Accounting is far more complicated than inventory and logistics. Because reporting to principals, shareholders and regulating/taxing agencies. Different books for different reasons.

All doctors that I know going back decades had a minimum of three sets of books. One for the IRS, one for medicare and then for themselves so that they can see where their money is actually going and make decisions for where it should flow.

After an audit, the entries (codes) must change to conform to the auditors desires which will seem to contradict the current law. But there is always room for interpretation among agents, lawyers, accountants and the gov’t.

Now, with green incentives and special carve outs and other programs the differences for big and mediums size businesses is red to black if you don’t take advantage of the incentives or carve outs in the right way.

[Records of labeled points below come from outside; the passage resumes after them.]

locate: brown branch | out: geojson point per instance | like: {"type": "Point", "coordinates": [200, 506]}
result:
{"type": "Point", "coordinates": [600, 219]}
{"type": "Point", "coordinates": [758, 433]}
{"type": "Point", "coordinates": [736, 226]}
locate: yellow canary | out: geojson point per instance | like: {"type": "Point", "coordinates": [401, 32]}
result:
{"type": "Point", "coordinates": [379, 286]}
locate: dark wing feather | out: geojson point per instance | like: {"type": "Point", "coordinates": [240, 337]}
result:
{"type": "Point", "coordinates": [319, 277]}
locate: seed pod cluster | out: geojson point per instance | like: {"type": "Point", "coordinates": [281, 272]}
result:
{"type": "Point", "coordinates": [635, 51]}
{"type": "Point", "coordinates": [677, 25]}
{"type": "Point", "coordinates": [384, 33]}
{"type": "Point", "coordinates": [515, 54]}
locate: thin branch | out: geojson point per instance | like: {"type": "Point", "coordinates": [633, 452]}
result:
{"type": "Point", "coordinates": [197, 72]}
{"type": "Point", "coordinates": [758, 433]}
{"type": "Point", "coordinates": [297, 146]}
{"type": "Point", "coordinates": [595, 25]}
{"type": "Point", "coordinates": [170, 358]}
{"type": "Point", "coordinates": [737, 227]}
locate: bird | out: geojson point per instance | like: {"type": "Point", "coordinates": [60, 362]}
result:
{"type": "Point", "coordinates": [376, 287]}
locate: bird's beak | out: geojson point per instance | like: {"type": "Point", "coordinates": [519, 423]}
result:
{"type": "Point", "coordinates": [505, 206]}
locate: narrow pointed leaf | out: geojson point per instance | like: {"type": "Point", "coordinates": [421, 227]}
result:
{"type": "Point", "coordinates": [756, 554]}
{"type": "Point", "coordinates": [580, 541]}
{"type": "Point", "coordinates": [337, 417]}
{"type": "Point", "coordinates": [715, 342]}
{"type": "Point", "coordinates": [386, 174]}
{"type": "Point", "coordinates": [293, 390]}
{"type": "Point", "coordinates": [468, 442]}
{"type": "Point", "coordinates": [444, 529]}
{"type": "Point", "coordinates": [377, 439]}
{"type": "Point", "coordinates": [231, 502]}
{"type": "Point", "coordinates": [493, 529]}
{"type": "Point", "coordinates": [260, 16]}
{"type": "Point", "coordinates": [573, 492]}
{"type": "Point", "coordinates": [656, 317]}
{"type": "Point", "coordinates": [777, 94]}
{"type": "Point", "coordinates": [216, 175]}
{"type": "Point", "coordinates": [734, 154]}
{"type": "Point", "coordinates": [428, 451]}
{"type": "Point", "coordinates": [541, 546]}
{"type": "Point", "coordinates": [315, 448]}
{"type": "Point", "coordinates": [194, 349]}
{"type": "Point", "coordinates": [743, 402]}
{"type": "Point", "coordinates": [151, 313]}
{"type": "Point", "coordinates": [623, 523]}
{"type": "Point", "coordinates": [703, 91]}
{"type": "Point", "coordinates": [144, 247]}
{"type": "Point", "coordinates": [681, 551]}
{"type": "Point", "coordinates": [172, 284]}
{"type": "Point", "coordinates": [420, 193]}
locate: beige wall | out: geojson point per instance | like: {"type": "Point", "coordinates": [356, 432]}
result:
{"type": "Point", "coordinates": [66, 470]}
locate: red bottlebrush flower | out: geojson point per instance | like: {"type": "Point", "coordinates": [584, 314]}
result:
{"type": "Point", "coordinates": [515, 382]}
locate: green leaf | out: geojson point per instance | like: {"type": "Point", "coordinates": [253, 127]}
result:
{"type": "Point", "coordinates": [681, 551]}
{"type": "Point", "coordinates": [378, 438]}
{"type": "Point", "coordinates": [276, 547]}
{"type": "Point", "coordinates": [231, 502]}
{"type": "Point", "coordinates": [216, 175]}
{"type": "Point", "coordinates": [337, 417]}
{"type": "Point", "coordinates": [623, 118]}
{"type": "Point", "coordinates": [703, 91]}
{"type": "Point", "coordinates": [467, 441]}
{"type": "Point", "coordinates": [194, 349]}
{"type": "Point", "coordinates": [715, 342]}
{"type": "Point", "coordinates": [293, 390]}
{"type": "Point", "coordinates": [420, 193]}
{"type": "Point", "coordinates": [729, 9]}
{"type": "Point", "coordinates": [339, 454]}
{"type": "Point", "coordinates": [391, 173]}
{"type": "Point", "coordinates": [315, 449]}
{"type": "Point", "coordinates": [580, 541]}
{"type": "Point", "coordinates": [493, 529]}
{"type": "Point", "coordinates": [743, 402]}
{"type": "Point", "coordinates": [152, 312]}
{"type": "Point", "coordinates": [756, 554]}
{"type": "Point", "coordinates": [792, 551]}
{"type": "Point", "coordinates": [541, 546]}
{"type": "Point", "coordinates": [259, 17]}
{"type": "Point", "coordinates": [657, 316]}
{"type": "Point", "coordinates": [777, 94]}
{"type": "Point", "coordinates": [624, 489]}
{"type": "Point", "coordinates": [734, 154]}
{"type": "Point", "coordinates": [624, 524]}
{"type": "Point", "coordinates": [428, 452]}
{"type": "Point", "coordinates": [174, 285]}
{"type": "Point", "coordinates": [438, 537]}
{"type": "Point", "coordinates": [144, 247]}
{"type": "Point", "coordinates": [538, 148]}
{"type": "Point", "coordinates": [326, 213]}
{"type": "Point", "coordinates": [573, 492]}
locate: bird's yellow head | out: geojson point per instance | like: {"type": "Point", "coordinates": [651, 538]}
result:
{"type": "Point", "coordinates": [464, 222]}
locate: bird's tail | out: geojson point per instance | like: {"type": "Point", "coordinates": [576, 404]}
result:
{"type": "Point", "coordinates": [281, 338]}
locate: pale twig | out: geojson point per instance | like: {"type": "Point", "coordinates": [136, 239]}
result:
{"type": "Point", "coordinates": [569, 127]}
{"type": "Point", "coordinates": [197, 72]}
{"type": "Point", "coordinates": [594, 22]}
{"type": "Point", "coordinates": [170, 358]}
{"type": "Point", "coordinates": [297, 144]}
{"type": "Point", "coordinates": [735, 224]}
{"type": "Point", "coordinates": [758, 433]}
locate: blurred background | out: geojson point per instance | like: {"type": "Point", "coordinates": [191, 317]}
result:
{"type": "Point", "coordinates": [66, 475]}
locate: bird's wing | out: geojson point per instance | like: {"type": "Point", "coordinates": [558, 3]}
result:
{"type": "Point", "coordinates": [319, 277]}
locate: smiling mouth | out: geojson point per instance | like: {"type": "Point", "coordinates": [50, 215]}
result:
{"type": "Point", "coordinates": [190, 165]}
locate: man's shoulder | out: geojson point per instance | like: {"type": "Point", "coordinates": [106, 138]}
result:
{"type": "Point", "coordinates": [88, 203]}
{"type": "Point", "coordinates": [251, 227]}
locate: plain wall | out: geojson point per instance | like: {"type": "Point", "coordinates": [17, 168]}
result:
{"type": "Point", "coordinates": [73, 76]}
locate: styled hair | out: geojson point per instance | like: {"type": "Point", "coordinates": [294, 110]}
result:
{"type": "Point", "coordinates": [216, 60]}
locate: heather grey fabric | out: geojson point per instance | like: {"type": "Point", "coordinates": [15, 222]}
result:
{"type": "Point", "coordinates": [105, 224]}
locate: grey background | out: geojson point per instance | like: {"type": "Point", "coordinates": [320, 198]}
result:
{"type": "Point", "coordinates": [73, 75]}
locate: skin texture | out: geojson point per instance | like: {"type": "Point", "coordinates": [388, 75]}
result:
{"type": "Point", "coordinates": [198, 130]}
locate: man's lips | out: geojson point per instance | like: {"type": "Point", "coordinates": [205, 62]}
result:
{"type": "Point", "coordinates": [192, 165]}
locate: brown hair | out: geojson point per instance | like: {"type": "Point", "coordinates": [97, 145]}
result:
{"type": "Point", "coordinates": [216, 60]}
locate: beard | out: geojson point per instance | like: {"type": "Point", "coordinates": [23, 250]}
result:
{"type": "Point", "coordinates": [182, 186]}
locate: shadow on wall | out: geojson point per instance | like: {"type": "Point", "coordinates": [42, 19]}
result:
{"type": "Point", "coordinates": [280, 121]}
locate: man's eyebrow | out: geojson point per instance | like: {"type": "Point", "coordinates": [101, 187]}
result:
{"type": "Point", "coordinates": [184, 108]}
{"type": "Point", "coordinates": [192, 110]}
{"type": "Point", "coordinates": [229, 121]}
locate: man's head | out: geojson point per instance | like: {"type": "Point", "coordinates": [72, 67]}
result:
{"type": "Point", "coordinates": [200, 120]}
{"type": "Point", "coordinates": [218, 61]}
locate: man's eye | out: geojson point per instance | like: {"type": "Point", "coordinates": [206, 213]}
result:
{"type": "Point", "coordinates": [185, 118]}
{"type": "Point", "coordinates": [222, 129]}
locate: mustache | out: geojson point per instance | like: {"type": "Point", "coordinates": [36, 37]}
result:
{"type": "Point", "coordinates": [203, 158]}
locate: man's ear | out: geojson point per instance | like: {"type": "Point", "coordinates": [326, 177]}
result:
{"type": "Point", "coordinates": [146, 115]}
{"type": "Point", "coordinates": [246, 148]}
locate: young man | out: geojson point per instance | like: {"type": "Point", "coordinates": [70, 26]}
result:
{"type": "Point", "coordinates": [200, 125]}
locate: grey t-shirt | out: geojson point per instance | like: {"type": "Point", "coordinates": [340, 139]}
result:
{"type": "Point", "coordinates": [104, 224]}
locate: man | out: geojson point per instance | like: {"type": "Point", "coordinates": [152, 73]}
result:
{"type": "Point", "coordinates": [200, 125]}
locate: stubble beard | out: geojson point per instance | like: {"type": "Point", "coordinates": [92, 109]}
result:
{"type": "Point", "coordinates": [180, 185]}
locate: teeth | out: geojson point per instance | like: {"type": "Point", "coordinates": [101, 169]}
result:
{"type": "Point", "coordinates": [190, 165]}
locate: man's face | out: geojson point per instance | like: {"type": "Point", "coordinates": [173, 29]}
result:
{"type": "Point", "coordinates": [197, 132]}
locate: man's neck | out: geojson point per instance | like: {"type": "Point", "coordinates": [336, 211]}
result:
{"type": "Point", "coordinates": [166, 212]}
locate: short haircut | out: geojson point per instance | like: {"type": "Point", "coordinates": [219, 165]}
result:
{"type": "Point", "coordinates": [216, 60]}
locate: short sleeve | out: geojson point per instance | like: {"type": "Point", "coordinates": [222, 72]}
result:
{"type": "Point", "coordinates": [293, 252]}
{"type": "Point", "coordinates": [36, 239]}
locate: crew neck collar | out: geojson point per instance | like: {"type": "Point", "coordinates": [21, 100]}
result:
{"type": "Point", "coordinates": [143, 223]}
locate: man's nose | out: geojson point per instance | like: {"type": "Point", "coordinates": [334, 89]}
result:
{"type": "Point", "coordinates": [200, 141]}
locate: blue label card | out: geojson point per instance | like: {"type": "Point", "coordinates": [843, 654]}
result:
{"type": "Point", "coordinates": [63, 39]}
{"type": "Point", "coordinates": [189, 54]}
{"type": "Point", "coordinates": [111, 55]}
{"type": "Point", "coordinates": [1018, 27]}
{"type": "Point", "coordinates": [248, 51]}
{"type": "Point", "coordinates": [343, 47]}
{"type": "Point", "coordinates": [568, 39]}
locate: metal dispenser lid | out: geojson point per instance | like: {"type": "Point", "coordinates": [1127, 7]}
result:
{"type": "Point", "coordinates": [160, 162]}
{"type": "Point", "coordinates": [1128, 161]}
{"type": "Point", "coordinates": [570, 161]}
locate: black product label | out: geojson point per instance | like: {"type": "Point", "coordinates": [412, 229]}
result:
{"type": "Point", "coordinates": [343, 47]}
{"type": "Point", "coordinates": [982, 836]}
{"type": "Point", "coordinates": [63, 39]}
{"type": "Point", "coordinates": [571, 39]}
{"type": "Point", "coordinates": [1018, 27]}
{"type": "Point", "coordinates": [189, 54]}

The system seems to be designed and redesigned each year for the largest conglomerates to unfairly compete against everyone else.

Do you remember when Trump said the system is rigged and the moderator asked him how would he know. “Because I take advantage of it.”


What I see is that the big separation isn’t going to be that the professions will be “gone” but that the individuals in the profession that can use the new tools (AI, etc) while become so much better at their jobs they will be working with a level of volume that others who refuse cannot match.


Welcome @Todd_Lemieux
I wish I could tell you something comforting and affirming for a response to your first post here. Instead, I can only offer you honesty. Extrapolate your thought further.

Yes, individuals in the profession can use the new tools.

So can the individuals outside of the profession.

Any business owner, or employee of a business owner, will be able to use the exact same tools, even the exact same prompts, to get the exact same results. They’ll be able to find those prompts in their local Chamber of Commerce, shared by fellow business owners. They’ll be able to find those prompts in AIPRM for free. They’ll be able to find those prompts on any small business forum.


Thank you, excellent thoughts. I think the gap between rich and poor countries is going to widen and many naive people will believe that with AI tools they will be a better professional or more productive. They have hope, they have faith, they don’t want to think the opposite, they don’t want to hear about arbitrary layoffs, they believe that now they will work less because the AI will help them, they will rest while the AI works, so everyone will have time to be distracted or watch NETFLIX. The reality is that as employers it will be cheaper for them to hire or maintain 1 human with AI help than to have 5 guys with medium productivity but that generate expenses, vacations, health, etc. That one guy left in the job will either be very creative or have something that the AI can’t give him yet. Let’s keep alert without being fatalistic or naive like those who eat up everything that is published.